48. Mataco Indians of Gran Chaco: String instrument
Mataco (Michí) Indian, Argentina, oil on canvas, 2019
The quest for the origins of music has lead me to listen to, and read about, recordings from the field of ethnomusicology. I have been seeking out recordings and information on the music of those cultures that have lived in relative isolation from the influence of the industrial world. More half of the 100 songs in the 2018/2019 list belong to this category. This painting represents a mataco instrumental piece on a stringed instrument and is played by a shaman. (Argentina, The Indians of the Gran Chaco, Lyrichord, 1977.)

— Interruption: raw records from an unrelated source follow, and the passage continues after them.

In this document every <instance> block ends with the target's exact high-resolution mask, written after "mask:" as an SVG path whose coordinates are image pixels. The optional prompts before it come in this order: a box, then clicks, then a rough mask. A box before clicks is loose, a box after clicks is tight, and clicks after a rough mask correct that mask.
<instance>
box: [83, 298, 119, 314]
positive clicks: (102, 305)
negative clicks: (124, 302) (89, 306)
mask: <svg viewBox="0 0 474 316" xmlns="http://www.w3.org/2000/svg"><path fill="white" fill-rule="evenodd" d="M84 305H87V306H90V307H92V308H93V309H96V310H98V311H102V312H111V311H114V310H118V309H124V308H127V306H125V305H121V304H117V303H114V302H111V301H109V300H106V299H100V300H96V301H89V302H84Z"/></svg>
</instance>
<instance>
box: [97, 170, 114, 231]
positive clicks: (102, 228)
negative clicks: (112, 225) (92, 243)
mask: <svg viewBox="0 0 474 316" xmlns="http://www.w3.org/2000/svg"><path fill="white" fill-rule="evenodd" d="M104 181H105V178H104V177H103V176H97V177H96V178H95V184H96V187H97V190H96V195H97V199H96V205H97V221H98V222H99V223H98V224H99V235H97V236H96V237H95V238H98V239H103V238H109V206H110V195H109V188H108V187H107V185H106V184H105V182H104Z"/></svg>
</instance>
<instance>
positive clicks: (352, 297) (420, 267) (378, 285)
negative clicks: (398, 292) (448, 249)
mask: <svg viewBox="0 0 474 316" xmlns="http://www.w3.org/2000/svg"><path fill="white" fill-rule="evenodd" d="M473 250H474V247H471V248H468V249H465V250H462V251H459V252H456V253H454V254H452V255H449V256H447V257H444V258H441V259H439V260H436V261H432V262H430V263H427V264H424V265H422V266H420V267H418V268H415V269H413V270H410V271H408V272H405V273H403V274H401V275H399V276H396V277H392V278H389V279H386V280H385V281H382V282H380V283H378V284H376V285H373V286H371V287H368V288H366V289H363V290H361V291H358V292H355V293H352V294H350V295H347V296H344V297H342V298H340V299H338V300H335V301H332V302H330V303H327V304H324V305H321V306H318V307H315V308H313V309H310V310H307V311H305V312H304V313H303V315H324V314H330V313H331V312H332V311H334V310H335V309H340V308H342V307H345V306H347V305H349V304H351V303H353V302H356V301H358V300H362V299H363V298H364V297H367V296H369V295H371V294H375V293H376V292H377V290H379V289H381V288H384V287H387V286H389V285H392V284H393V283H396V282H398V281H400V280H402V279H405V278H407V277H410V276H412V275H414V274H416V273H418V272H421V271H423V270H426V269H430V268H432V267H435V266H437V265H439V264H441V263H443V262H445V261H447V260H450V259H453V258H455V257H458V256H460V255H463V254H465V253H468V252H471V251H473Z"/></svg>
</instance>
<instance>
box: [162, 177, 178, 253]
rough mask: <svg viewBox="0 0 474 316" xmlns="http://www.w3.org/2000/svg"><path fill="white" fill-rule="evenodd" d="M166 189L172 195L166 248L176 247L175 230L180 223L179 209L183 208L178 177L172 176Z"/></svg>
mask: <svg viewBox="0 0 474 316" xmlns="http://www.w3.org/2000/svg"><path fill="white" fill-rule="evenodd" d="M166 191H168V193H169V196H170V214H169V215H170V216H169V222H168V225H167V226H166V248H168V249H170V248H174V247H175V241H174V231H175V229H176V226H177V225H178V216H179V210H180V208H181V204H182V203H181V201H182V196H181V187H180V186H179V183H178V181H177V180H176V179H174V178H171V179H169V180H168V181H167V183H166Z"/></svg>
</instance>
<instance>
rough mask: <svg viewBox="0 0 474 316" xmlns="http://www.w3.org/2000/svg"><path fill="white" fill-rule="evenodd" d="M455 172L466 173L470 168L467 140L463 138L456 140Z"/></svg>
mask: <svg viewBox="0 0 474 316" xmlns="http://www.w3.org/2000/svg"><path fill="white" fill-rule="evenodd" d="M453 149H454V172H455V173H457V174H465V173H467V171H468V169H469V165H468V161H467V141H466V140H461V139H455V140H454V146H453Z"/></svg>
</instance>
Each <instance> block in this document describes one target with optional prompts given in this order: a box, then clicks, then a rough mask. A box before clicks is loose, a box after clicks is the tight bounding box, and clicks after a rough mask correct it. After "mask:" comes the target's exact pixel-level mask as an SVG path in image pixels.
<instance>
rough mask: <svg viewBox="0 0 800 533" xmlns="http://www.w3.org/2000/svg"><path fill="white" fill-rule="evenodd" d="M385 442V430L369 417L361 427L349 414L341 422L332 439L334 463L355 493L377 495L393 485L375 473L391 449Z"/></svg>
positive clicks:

49. Assalalaa (Inuit—Katajjait)
Rekutkar performers, oil on canvas, 2019
I assumed that the three vocal throat singing traditions, the Inuit katajjait, the Ainu rekutkar, and the Chukchi pič eynen, found within the arctic circle must be related and/or have a common ancestor. The painting for Assalalaa I was working on from a photograph found by an image search of the terms katajjait combined with Jean-Jacques Nattiez represents not Inuit but Ainu singers. I intuited this was the case since I had not seen katajjait performed sitting down while the pose was the same as in my painting of rehbuhkara (rekutka).

50. Irina Khristtoforovna and Anna Vasilevna Kolegova – Chant sur les canards
Irina Khristtoforovna Kolegova, oil on canvas, 2019
Irina Kolegova (b. 1935) is a Koryak woman from Kamchatka, the easternmost peninsula of Russia. Recordings of her appear on Sibérie 4, Kamtchatka: dance drums from the Siberian Far East. Recorded by Henri Lecomte. Kolegova's song, a duet with Anna Kolegova, is called A song about ducks in a style that is reminiscent of the pic-eine'rkin tradition of the Chukchi.